Nie pomogło oświadczenie pracodawcy, że podniesie pani Davtyan zarobki. Prawo jest nieubłagane - Ormianka może starać się najwcześniej za rok o prawo powrotu do Gdańska.

- Ja też mogę zatrudnić mamę z wymaganą przez urzędników pensją - deklaruje syn, Edik Bagranian, prowadzący na Przymorzu sklepik osiedlowy. - Tak naprawdę jesteśmy jedyną bliską rodziną mamy. W dodatku teraz siostra spodziewa się dziecka i bardzo potrzebuje obecności mamy...

Edik miał 10 lat, a Araksja zaledwie 9, gdy wraz z rodzicami przyjechali do Polski. Chociaż słowo "przyjechali" nie jest do końca właściwe. Oni tak naprawdę uciekli z Armenii, gdzie toczyły się krwawe walki z sąsiednim Azerbejżanem.

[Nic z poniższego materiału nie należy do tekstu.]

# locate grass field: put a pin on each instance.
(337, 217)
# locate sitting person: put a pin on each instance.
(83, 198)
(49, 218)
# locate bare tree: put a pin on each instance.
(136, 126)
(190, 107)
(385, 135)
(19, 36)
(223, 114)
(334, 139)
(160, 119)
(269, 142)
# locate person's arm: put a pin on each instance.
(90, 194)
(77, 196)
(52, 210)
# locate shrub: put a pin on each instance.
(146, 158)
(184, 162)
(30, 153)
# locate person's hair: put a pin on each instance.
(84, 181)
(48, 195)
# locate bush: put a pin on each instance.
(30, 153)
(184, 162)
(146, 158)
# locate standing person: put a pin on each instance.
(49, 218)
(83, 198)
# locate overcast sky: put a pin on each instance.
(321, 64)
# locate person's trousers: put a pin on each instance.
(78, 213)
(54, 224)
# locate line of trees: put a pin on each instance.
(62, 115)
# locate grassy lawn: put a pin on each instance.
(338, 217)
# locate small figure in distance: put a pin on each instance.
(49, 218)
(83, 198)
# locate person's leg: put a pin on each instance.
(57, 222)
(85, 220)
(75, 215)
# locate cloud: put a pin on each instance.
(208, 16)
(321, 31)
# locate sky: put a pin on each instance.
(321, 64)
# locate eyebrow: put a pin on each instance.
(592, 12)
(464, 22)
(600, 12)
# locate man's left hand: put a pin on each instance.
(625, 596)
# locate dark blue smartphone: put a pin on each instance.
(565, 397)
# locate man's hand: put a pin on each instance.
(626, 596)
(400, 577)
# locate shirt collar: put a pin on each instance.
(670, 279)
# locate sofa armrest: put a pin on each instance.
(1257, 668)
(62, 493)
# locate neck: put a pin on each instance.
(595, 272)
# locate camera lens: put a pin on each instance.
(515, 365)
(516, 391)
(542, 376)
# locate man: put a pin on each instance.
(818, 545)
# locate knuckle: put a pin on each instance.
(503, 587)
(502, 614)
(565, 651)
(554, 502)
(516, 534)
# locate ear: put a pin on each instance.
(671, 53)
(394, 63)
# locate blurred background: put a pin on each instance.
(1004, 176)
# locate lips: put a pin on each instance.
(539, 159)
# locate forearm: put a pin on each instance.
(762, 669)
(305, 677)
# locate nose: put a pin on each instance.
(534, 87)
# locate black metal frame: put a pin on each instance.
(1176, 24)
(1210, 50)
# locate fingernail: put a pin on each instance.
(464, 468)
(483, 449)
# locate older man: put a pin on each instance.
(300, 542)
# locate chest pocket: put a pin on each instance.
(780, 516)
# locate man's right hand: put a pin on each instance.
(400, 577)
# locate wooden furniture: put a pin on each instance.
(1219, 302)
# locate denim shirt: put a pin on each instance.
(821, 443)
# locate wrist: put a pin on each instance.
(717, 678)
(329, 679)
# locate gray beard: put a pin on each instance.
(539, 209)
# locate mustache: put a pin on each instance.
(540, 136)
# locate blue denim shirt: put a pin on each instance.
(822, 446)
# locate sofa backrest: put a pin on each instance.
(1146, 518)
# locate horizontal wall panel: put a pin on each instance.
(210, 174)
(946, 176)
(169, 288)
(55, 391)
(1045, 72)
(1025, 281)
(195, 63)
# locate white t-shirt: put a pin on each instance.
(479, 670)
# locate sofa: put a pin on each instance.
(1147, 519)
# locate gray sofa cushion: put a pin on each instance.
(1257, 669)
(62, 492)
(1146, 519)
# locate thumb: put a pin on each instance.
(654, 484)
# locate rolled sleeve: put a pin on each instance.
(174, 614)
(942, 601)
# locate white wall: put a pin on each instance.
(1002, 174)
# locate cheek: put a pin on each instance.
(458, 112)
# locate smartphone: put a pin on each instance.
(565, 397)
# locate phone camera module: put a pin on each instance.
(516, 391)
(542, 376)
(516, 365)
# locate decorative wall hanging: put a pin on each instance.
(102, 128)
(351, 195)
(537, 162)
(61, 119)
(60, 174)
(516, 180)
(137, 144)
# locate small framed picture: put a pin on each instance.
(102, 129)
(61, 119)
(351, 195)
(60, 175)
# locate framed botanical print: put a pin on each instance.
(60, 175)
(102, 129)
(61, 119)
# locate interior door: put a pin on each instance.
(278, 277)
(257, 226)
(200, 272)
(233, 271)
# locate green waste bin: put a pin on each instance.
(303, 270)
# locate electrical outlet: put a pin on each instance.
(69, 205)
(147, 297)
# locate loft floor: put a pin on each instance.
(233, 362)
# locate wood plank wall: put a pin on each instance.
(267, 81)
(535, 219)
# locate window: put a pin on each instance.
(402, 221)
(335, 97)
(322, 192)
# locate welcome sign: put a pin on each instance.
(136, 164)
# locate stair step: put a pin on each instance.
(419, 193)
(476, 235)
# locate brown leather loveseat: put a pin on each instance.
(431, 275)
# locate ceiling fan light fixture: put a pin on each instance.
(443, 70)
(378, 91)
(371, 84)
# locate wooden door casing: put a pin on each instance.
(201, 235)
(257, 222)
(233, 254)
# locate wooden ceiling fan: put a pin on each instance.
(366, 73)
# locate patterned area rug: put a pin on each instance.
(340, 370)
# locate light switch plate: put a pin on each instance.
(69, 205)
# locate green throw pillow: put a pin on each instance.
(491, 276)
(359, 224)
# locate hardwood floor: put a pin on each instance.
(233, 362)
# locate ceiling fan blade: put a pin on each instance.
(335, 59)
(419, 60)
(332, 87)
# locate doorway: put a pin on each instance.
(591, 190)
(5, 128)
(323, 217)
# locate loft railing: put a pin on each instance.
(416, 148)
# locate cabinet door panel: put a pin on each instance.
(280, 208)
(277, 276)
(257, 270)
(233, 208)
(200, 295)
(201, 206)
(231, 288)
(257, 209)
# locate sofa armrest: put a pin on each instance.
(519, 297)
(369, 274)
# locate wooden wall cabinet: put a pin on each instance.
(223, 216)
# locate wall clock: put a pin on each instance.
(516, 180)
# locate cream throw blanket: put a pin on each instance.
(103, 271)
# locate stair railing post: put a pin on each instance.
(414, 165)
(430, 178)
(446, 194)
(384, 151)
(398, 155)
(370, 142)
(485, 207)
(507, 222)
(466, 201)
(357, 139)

- Kilka lat wcześniej w podobnie dramatycznych okolicznościach poznaliśmy Polaków z Tczewa - wspomina Haykusz Davtyan, była przedszkolanka . - Po trzęsieniu ziemi w 1989 r. nasza rodzina została ewakuowana do Rosji. Tam spotkaliśmy tczewian, zaprzyjaźniliśmy sie z nimi. Kiedy znów nad Armenię nadciągnęły czarne chmury, zaoferowali nam pomoc.
W 1996 r. próbowali wrócić do kraju. Obowiązywał tam jeszcze stan wojenny, brakowało jedzenia i pracy. Uzupełnili dokumenty i zawrócili do Polski. Dorośli zarabiali handlując na targowisku, dzieci poszły do szkoły w Gdańsku. Szybko opanowali język polski, zawarli przyjaźnie. W 1999 r. Ormianie rozpoczęli starania o przyznanie statusu uchodźcy.

Dwa lata później rodzina się rozpadła.- Tata nie dostał zgody na pobyt w Polsce - wspomina Edik Bagranian. - Wyjechał i rozwiódł się z mamą. Nam pozwolono zostać, bo babcia - ze strony matki - była Azerką.

Niepełna rodzina dawała jednak radę. Edik trenował boks, zajął nawet II miejsce w Pucharze Polski w 2000 r. Araksji i Edikowi przyznano prawo do pobytu w Polsce ze względu na tzw. ochronę uzupełniającą, gdyż powrót do ojczyzny stanowiłby dla nich ryzyko.

Sześć lat później matka straciła pozwolenie na pobyt tolerowany. - Zostawiłam dzieci i pojechałam do kraju - wspomina Haykush. - Zastałam zrujnowany dom, ze względu na wiek nie miałam szans na pracę. Dzieci zaczęły więc szukać czegoś w Trójmieście. Zatrudniła mnie firma Darek, zajmowałam się handlem, zamieszkałam z synem. Zaczynało się układać. Młodzi założyli rodziny, Araksja spodziewa się dziecka. Edik prowadzi sklep, wstaje o 2 w nocy, by jechać po towar, ale ciężka praca wpisana jest w nasze życie. Aż tu nagle okazało się, że nie mam prawa być w Polsce.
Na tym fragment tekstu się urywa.